Many women and some men have been accused of and murdered for witchcraft due to bizarre beliefs held by the people back then. The most famous case of a witch hunt is the Salem Witch Trials, where 19 people were executed for being "witches." In reality, the witch hunt was a case of mass hysteria and lying between 1692 and 1693.

It was particularly difficult in 15th Century Europe when witch hunts were first picking up and hundreds of women were forced into false confessions of witchcraft by torture. The women who were targeted were less than ideal members of society, which made it easy to hate them. During the Salem Witch Trials, the first three women who were executed for witchcraft were Sarah Good, a homeless woman, Sarah Osborne, a mentally ill woman, and Tituba, a slave.

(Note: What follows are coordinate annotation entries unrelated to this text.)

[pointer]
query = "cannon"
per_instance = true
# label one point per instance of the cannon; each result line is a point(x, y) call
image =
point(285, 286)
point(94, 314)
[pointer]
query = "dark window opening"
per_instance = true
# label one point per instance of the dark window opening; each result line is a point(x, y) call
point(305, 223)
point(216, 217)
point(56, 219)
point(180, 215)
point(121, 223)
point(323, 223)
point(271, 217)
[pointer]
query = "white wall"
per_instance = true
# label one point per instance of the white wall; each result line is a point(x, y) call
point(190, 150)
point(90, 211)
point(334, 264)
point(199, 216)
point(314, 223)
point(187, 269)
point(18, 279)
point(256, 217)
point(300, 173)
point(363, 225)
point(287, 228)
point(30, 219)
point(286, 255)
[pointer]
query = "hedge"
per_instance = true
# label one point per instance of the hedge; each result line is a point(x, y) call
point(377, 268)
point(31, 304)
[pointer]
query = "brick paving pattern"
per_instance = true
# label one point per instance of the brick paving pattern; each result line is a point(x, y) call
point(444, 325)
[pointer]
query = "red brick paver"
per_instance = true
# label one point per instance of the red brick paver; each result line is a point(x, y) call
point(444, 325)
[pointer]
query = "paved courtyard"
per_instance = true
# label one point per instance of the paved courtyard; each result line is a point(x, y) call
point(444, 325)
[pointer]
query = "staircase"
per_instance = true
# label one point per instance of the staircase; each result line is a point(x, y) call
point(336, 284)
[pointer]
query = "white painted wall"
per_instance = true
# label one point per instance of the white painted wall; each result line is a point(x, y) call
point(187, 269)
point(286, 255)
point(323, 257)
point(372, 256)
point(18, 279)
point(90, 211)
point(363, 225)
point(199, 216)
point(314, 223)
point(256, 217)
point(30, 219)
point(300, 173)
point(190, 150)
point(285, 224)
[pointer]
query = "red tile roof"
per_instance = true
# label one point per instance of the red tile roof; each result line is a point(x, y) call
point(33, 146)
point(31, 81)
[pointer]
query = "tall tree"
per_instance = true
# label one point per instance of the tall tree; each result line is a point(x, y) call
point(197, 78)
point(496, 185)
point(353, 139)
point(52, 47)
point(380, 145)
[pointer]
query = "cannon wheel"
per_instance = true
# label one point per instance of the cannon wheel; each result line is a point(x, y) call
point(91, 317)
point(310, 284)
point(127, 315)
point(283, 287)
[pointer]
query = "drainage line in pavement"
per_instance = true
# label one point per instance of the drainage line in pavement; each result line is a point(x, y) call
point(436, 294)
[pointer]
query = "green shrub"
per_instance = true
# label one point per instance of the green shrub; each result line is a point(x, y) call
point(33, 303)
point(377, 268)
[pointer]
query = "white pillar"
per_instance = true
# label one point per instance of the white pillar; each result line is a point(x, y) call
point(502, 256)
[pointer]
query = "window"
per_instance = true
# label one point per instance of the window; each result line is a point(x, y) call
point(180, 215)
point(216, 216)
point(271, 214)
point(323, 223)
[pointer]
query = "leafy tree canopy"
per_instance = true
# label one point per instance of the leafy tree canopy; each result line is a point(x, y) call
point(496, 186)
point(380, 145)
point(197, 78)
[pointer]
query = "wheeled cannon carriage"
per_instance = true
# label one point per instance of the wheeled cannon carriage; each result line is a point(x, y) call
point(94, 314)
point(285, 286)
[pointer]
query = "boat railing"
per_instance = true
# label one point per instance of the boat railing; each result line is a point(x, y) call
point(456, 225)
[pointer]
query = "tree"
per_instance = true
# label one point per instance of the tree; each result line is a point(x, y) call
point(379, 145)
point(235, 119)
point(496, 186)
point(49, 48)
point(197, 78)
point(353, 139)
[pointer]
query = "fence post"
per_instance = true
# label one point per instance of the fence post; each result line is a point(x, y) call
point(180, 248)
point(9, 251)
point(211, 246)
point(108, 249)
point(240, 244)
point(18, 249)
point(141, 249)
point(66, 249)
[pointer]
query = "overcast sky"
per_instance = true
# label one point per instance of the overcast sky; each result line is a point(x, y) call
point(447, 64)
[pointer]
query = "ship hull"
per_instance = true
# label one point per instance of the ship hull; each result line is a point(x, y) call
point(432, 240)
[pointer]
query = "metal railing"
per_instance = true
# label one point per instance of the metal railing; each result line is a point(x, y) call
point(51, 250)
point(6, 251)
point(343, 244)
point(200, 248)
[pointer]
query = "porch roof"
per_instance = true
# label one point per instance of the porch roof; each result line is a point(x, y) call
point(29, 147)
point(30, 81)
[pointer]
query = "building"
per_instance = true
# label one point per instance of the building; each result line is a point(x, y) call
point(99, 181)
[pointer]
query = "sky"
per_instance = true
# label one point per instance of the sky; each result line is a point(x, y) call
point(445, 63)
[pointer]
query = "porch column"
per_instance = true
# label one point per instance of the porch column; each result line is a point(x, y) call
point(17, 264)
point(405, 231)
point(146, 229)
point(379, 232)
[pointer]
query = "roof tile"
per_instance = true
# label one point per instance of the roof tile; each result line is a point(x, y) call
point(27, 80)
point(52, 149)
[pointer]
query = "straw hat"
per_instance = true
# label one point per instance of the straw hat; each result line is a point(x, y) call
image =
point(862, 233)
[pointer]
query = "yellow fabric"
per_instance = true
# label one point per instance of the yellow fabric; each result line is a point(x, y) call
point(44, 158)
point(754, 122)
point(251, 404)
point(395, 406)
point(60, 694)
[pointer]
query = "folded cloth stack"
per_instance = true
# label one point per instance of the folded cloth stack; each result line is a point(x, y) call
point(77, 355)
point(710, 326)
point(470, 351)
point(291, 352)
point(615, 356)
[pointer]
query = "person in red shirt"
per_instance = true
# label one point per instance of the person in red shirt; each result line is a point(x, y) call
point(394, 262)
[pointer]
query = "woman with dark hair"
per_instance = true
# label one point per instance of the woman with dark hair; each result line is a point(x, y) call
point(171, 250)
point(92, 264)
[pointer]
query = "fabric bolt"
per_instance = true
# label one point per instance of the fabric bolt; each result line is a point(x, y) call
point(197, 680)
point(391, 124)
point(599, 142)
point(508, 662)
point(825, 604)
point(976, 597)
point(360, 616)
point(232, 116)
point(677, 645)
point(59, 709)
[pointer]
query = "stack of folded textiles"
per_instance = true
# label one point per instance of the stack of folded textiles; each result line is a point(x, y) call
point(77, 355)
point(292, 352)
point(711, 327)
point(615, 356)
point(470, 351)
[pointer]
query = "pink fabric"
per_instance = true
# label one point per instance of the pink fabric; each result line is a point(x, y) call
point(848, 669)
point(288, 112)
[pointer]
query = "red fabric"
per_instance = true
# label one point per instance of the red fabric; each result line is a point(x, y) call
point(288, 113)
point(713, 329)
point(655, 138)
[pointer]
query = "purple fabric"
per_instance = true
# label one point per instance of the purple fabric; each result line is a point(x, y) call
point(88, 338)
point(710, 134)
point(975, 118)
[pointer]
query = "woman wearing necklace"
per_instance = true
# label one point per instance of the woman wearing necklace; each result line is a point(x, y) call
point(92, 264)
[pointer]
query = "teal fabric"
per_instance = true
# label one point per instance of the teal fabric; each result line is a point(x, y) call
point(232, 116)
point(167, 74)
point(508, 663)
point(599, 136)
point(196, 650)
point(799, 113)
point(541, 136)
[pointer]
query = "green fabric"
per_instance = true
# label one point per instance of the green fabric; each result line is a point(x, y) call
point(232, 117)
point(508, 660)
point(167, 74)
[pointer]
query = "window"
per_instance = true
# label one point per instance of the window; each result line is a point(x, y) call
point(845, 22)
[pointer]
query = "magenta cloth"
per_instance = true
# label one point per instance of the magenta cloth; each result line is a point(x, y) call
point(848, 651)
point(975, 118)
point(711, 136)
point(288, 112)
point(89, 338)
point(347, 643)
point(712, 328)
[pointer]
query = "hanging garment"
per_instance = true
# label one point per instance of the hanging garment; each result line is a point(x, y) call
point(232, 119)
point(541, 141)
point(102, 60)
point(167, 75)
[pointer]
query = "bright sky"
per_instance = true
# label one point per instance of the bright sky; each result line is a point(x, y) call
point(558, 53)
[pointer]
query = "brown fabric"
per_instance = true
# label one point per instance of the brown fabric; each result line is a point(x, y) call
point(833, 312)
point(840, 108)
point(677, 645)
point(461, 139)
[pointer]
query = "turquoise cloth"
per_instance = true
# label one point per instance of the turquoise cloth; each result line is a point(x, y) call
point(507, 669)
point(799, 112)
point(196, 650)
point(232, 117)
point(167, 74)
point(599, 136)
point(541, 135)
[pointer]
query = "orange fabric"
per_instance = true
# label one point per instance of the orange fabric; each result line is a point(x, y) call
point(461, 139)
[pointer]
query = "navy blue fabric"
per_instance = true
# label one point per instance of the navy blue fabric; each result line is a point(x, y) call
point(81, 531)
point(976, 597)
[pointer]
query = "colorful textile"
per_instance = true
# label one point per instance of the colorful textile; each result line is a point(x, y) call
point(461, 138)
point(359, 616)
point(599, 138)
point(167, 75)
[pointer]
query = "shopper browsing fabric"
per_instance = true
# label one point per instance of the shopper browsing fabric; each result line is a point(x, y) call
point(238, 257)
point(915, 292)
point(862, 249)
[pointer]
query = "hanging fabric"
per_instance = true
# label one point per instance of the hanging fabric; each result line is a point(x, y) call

Now, witches and witchcraft are widely accepted (as in, no one is killed for their practice) and easily understood. Modern witches use a lot of practices that witches of the past were killed for, such as herbalism and tarot reading. Witches have also been indoctrinated into media, with shows like Sabrina the Teenage Witch, Charmed, and Bewitched.

Although ancestors of the past genuinely thought that the people they ordered to be killed were witches casting evil spells on people, it's become more and more obvious that the people killed were people who didn't perfectly fit in with society and became targets.